La pratique de l'hypertexte devient de plus en plus familière ; activer un lien revient en tout et pour tout à "cliquer dessus avec le mulot", comme vous venez de le faire plusieurs fois pour arriver à cet endroit. Le texte qui sert de lien est en général (selon le navigateur) souligné et de couleur vive (différente selon qu'il a déjà été activé ou non). Cependant, tout élément peut servir de lien : une image, une zone de l'écran ; le pointeur de la souris prend alors à cet endroit la forme de la fameuse petite main (en anglais le thumbnail) et la barre d'état, en bas de l'écran en général, indique l'adresse du lien.
Ainsi que cela a été évoqué, toute page possède une adresse, distante en ce qui concerne le Web, et qui indique au navigateur à quel endroit de la Toile il doit chercher le document (exactement comme un adresse postale renseigne la Poste sur la boîte aux lettres du destinataire).
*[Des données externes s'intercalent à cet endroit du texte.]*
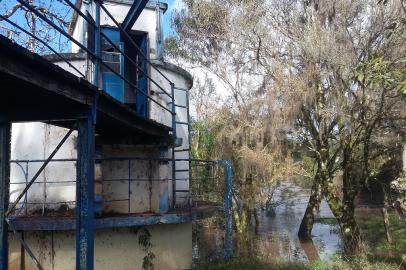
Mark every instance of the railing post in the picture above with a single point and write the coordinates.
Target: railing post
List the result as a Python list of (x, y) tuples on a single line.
[(97, 45), (228, 208), (85, 194), (5, 140), (173, 145)]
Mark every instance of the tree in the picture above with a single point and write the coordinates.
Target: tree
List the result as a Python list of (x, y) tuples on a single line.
[(330, 72), (55, 10)]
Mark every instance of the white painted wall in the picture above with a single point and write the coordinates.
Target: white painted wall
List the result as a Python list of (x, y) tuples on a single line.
[(37, 140), (147, 22), (114, 249)]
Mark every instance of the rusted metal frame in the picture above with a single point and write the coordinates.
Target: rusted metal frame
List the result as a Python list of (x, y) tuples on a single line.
[(25, 172), (85, 194), (26, 247), (123, 31), (135, 11), (5, 152), (36, 12), (43, 42), (37, 174), (84, 16)]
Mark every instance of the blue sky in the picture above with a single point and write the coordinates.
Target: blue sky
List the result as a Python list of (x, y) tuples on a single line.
[(172, 4)]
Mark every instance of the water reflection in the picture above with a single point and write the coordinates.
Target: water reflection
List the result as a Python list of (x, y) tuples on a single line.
[(275, 238)]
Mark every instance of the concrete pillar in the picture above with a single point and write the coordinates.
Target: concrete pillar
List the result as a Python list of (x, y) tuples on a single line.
[(85, 195)]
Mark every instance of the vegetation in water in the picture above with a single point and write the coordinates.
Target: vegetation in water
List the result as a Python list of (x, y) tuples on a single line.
[(336, 264)]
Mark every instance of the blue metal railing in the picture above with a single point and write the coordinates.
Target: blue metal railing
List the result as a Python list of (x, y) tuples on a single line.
[(95, 55)]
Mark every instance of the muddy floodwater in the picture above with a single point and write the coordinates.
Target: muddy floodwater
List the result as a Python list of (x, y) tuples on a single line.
[(276, 236)]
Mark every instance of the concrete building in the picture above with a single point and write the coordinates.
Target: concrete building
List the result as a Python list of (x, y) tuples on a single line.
[(126, 201)]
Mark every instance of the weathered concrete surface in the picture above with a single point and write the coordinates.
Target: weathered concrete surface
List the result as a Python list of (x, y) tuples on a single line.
[(114, 249)]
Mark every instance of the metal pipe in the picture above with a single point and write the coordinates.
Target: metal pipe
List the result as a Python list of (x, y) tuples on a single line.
[(174, 135), (97, 46)]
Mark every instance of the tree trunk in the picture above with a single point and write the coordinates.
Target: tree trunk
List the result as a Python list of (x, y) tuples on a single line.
[(385, 214), (312, 210), (343, 211)]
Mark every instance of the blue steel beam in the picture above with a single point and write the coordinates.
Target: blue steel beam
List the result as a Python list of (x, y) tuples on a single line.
[(5, 140), (85, 195), (136, 8)]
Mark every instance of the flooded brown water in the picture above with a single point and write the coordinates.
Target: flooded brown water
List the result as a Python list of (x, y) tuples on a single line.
[(276, 236)]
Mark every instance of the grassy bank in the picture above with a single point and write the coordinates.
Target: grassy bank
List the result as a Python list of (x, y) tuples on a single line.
[(257, 264)]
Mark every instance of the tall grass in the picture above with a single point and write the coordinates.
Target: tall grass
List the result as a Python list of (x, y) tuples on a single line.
[(361, 263)]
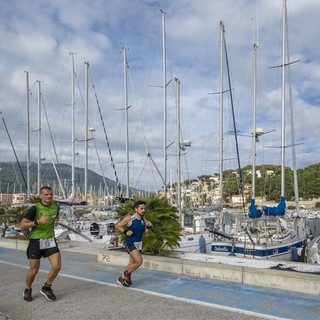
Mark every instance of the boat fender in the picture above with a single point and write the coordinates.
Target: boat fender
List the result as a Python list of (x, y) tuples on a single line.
[(294, 254)]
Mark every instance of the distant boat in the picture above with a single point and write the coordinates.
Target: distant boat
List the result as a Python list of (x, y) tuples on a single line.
[(267, 233)]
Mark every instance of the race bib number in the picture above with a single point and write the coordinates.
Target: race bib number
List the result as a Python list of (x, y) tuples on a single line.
[(138, 245), (47, 243)]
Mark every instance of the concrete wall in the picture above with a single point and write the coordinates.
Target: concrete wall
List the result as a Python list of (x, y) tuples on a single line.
[(268, 278)]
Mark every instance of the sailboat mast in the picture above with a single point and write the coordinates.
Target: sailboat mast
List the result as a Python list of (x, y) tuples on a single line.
[(178, 149), (284, 11), (86, 132), (39, 135), (73, 151), (126, 107), (164, 59), (28, 135), (221, 107), (254, 133)]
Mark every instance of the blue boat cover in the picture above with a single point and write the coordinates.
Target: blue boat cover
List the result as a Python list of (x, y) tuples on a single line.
[(279, 210), (253, 211)]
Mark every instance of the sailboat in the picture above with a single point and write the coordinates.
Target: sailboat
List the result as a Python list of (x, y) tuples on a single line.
[(267, 233)]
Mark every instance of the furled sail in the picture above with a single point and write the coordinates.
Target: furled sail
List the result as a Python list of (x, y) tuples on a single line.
[(279, 210), (253, 211)]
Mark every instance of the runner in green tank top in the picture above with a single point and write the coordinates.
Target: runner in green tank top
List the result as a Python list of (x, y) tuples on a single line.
[(42, 218)]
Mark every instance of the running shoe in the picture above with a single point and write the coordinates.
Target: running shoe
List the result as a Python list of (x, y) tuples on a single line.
[(127, 276), (122, 282), (47, 292)]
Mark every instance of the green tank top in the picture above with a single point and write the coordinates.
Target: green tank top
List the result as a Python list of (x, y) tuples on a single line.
[(45, 231)]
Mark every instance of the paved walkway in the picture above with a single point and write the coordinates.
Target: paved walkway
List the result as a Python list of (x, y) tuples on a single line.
[(87, 289)]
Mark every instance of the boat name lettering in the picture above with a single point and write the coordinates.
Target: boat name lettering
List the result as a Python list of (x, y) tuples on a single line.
[(105, 258)]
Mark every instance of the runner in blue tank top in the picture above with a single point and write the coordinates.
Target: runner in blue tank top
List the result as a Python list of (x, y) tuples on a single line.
[(134, 227)]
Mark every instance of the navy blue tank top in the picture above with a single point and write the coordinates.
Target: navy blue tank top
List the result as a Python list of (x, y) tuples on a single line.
[(137, 227)]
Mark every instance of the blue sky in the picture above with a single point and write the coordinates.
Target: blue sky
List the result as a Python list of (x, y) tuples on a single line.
[(38, 36)]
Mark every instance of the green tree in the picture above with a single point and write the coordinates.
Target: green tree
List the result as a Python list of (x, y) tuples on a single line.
[(165, 233)]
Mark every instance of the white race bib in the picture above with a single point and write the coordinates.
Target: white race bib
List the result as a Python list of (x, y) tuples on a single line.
[(47, 243)]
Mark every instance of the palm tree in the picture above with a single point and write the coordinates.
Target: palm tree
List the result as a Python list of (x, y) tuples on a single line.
[(165, 233)]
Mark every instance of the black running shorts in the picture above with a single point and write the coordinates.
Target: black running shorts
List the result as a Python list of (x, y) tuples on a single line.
[(34, 251), (130, 247)]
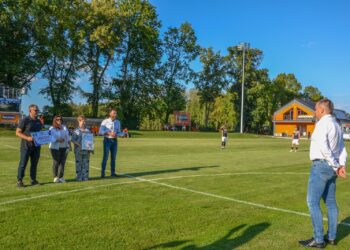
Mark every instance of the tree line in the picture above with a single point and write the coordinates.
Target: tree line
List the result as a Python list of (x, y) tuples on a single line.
[(131, 64)]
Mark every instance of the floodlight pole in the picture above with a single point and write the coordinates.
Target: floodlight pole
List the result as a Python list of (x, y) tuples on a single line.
[(243, 46)]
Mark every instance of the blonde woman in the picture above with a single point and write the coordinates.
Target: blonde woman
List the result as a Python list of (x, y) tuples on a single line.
[(59, 148), (82, 157)]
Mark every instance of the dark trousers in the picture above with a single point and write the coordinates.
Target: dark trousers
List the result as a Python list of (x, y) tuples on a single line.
[(59, 157), (109, 145), (25, 154)]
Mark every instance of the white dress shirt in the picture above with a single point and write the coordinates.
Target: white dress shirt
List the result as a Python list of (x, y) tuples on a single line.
[(59, 133), (108, 125), (327, 142)]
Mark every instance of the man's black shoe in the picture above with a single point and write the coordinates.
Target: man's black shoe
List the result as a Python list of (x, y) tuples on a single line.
[(34, 182), (330, 242), (312, 243), (20, 184)]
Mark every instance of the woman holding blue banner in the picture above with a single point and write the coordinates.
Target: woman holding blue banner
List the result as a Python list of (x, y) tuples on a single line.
[(60, 146)]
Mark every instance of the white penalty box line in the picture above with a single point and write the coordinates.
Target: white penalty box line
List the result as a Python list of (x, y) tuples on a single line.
[(156, 182)]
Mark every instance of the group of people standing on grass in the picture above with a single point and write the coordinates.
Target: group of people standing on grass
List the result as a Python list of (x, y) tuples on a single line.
[(327, 153), (60, 146)]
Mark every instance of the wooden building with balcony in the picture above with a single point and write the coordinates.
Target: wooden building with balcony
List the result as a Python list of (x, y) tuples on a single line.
[(301, 113), (297, 113)]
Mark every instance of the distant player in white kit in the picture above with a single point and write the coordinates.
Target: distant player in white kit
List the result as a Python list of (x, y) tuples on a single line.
[(295, 140), (223, 137)]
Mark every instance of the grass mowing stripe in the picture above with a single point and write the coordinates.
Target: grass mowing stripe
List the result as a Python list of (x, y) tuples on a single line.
[(132, 182), (228, 198)]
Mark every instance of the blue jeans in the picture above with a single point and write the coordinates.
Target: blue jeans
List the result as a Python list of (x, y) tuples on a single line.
[(34, 155), (322, 184), (109, 145)]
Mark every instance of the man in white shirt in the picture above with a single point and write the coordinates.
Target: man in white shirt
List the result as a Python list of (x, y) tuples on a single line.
[(110, 128), (328, 156)]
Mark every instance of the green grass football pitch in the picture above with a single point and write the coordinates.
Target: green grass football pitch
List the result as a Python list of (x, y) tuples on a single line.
[(178, 191)]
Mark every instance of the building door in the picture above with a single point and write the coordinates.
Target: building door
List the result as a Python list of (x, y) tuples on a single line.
[(302, 129)]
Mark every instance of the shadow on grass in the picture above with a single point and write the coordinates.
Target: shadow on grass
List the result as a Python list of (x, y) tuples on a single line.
[(140, 174), (224, 243), (173, 170), (343, 230)]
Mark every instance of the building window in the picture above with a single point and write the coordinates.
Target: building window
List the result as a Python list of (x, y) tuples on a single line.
[(288, 115)]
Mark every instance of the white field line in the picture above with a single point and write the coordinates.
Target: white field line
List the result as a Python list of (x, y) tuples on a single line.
[(155, 181), (132, 182), (66, 192), (228, 198)]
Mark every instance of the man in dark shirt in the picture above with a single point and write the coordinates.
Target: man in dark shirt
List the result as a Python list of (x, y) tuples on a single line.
[(223, 137), (28, 125)]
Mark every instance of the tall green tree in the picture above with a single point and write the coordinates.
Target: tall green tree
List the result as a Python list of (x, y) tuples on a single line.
[(102, 37), (252, 61), (223, 112), (135, 82), (179, 50), (22, 41), (211, 80), (260, 94), (65, 27), (194, 107)]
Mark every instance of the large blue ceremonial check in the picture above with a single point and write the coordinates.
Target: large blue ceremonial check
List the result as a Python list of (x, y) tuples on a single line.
[(42, 137), (87, 141)]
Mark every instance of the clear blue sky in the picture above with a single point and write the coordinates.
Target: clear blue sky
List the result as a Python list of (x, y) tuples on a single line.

Le protocole ici en vigueur porte un joli nom : http (pour HyperText Transfert Protocol, ou protocole de transfert de l'hypertexte); c'est pourquoi toute adresse Internet (ou, plus precisément, toute adresse de la Toile), commence par ces quatres lettres, suivies des énigmatiques :// [prononcez "deux points slash slash"], également protocolaires, puis le plupart du temps du fameux et maintenant limpide www (ce dernier n'est toutefois pas présent dans toute adresse). Ainsi, par exemple, l'adresse (ou l'URL, pour Uniform Ressource Locator) du Sénat est la suivante :
Il n'y a toutefois pas que le Web sur le réseau
; on peut également télécharger des fichiers
(ou en d'autres termes les rapatrier d'un disque distant sur son disque
dur ; l'anglais dit download) au moyen d'un protocole nommé
ftp (File Transfer Protocol, pour protocole de transfert
de fichier) ; mais l'exploration de telles adresses (par exemple ftp://ftp.microsoft.com)
est peu conviviale ; on a en effet affaire alors à des répertoires
de fichiers qui se dévident comme dans le gestionnaire de fichiers
de Windows 3.x, sans grande lisibilité ni attrait multimédia.
Les autres protocoles, pour la plupart plus anciens
que l'HTTP mais également moins conviviaux, portent des noms sympathiques
comme Gopher, Wais ou Telnet ; l'accès à
ces protocoles est simple : il suffit de taper une addresse, comme pour
le Web, à ceci près qu'elle ne commence pas par "http://"
mais par "gopher://", "wais://" etc...
Enfin, il se peut que vous rencontriez le protocole
shttp ; ce dernier est une extension sécurisée
de l'HTTP (d'où son nom : Secure HyperText Transfer Protocol),
notamment utilisée lors d'échanges de données confidentielles
(numéro de carte de crédit par exemple).